The last feature I examined is the active_member feature, as it was deemed the most important from our feature importance graph. Again, this only tells us the feature appeared most across all boosting rounds and could be driving a positive or a negative change. Once It was dropped, results declined and a quick McNemar test confirmed this. Active member is an important and positive predictor of change. 

### 7. Conclusions

#### Final XGBoost Model Stats:

##### Precision for Class 0 (Customer Retained): 90%. This means that for all positive class 0 predictions (predicting a customer as retained), 90% of them were correct.

##### Recall for Class 0 (Customer Retained): 86%. This means our model was able to capture 86% of positive instances. 86% of the time, if a customer was indeed retained and not churned, the model captured it.

##### Precision for Class 1 (Customer Churned): 55%. This means that for all positive class 1 predictions (predicting a customer as churned), 55% of them were correct.

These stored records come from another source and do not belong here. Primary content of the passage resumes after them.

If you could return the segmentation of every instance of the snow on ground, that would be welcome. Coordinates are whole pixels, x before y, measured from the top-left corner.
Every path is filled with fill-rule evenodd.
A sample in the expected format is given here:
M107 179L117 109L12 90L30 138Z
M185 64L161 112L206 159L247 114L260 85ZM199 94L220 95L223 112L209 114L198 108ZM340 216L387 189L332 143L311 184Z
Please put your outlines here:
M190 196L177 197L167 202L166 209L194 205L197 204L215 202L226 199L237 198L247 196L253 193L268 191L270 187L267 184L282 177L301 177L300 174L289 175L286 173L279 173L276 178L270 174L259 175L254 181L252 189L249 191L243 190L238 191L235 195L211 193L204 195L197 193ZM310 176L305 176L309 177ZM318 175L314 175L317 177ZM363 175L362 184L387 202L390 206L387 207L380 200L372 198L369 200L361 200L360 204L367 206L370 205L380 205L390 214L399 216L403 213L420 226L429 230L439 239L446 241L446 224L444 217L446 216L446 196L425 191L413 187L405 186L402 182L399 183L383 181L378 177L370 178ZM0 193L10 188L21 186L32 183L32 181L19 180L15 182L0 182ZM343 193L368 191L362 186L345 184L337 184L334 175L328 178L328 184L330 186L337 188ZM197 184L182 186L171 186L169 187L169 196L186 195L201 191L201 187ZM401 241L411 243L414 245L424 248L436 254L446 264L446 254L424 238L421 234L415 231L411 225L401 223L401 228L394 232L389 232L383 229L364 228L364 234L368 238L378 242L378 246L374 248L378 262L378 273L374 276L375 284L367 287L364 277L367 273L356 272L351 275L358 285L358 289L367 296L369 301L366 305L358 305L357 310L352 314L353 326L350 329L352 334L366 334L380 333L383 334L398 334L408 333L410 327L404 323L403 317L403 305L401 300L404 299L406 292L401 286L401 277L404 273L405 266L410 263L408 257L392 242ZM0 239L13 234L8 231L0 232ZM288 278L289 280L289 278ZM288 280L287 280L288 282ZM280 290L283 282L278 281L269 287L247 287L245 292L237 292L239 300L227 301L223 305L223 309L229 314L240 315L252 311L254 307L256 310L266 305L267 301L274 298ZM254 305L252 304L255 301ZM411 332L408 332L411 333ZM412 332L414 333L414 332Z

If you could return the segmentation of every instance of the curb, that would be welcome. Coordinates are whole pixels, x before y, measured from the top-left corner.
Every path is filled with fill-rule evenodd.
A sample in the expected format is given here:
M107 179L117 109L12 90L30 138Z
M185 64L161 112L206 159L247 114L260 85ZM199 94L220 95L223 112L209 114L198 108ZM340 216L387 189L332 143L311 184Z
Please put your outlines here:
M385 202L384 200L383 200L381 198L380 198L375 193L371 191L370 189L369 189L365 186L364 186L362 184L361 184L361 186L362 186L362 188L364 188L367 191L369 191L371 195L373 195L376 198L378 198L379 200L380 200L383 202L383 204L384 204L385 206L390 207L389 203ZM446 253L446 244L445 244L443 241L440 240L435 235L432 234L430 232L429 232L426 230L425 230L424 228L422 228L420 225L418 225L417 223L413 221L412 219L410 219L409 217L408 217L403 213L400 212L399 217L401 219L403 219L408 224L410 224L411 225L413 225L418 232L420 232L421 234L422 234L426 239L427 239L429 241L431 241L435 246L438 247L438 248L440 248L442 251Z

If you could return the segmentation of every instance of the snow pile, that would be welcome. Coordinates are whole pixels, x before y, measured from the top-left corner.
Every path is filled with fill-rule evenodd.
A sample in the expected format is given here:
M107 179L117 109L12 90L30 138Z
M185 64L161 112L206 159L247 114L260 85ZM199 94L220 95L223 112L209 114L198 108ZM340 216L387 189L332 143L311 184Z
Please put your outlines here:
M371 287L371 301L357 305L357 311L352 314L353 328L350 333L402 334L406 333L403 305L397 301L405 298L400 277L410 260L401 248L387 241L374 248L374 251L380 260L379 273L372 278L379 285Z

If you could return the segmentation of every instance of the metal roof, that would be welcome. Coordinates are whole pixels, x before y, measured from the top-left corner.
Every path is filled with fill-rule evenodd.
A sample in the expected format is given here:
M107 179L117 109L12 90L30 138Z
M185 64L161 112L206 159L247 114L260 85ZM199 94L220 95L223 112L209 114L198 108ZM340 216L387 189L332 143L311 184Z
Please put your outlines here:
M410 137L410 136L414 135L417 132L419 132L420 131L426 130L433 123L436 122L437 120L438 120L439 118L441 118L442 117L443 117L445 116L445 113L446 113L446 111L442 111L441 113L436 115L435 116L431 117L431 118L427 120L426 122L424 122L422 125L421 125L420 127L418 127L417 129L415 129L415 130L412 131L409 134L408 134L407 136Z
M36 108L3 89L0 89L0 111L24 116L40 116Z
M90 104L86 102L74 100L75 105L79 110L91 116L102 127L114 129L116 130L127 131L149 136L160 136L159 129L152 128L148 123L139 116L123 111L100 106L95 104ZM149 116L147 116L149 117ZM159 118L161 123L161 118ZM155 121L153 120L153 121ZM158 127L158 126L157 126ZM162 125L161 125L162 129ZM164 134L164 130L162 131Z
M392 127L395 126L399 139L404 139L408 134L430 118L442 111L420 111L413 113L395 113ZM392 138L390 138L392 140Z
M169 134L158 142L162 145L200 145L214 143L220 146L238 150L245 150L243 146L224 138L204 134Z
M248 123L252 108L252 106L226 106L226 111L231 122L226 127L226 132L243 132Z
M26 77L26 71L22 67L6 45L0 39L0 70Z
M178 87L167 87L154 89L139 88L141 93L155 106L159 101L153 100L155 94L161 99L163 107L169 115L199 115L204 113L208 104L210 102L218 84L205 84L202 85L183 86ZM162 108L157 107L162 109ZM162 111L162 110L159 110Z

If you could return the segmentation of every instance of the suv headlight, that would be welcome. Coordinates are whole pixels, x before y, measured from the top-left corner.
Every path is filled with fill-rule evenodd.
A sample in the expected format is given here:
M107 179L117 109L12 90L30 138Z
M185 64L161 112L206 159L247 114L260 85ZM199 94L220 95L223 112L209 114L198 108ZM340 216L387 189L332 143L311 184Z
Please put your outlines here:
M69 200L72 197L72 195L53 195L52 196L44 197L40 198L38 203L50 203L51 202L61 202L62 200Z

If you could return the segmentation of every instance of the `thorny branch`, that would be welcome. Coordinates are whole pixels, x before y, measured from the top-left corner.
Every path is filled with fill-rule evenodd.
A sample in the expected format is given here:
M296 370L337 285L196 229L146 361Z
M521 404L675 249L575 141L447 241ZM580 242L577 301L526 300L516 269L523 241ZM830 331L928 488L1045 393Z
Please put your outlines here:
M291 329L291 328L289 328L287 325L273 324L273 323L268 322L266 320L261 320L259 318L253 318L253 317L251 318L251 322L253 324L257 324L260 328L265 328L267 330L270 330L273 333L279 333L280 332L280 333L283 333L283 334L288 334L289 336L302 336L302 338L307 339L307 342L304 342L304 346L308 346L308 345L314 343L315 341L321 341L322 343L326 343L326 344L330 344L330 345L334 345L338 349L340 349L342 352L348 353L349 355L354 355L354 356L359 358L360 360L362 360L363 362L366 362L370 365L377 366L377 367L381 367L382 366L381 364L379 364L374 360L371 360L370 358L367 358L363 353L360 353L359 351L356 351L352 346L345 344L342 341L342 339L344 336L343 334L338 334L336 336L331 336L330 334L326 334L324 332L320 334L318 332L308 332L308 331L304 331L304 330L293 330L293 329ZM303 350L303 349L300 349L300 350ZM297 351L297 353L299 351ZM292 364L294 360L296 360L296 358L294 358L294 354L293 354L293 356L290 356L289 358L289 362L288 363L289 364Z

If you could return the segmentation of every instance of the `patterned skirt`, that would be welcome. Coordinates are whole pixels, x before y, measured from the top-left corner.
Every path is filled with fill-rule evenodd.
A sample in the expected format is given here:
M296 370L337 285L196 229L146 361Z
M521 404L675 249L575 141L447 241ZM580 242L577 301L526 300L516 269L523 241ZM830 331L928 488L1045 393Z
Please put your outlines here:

##### Recall for Class 1 (Customer Churned): 65%. This means our model was able to capture 65% of positive instances. 65% of the time, if a customer was indeed churned and not retained, the model captured it. A 15% increase from the baseline model. 

Class 1 precision remains a problem, and the reality is I could spend weeks and months methodically working through this to further improve results. In the real world, I'd certainly do that.

For the purposes of this project, I can only take it so far, but I'm happy with what I've learned as a result. Tying back with my EDA, what can I walk away from this and say to the bank?

For the given data:

EDA showed more customers who were not active members churned, and removing that feature from modeling drove negative results. Given the two in combination, it appears the chance of losing a customer who is an active member is lower than the chance of losing a customer who is not an active member.

Customers with two products are least likely to leave the bank, with churn % greatly increasing past two products, though data there is limited. 

Credit Score does not appear a significant factor in customer attrition, shown both in EDA results and model feature importance.

The average age of customers who have churned is higher than the average age of customers who have not churned, and it appears fairly significant from modeling as well.

Germany exhibits the highest churn rate, both as an absolute total and as a percentage compared to total customers.

Female customers are far more likely to churn than male customers.

Given the findings, a strategy moving forward may be to further investigate what's happening in Germany and what's happening with female customers to drive abnormal attrition rates among both.

### 8. Moving Forward

Moving forward, I would perform the same type of analysis seen for the male feature and the active member feature on every feature in the dataset. Once that was done, I could move onto other optimization techniques. The reality is, optimizing a model can take many months, much more time than the few weeks allotted for this project. There are so many different approaches to optimizing a model, so many new ideas and approaches coming out every day. It can be overwhelming to try and consider them all.

In the end, we need any model we create to accomplish a specific goal tied to a concrete business objective. Once the model is performing in such a way that it accomplishes that goal, it's time to move on. As for my model, it's not there yet, but it's getting there. For the purposes of this project, I'm leaving things here, but I'm confident I could drive class one recall higher given enough time. The question then becomes: Is the time and resources allotted to building the model worth the potential payout? All things to be carefully considered.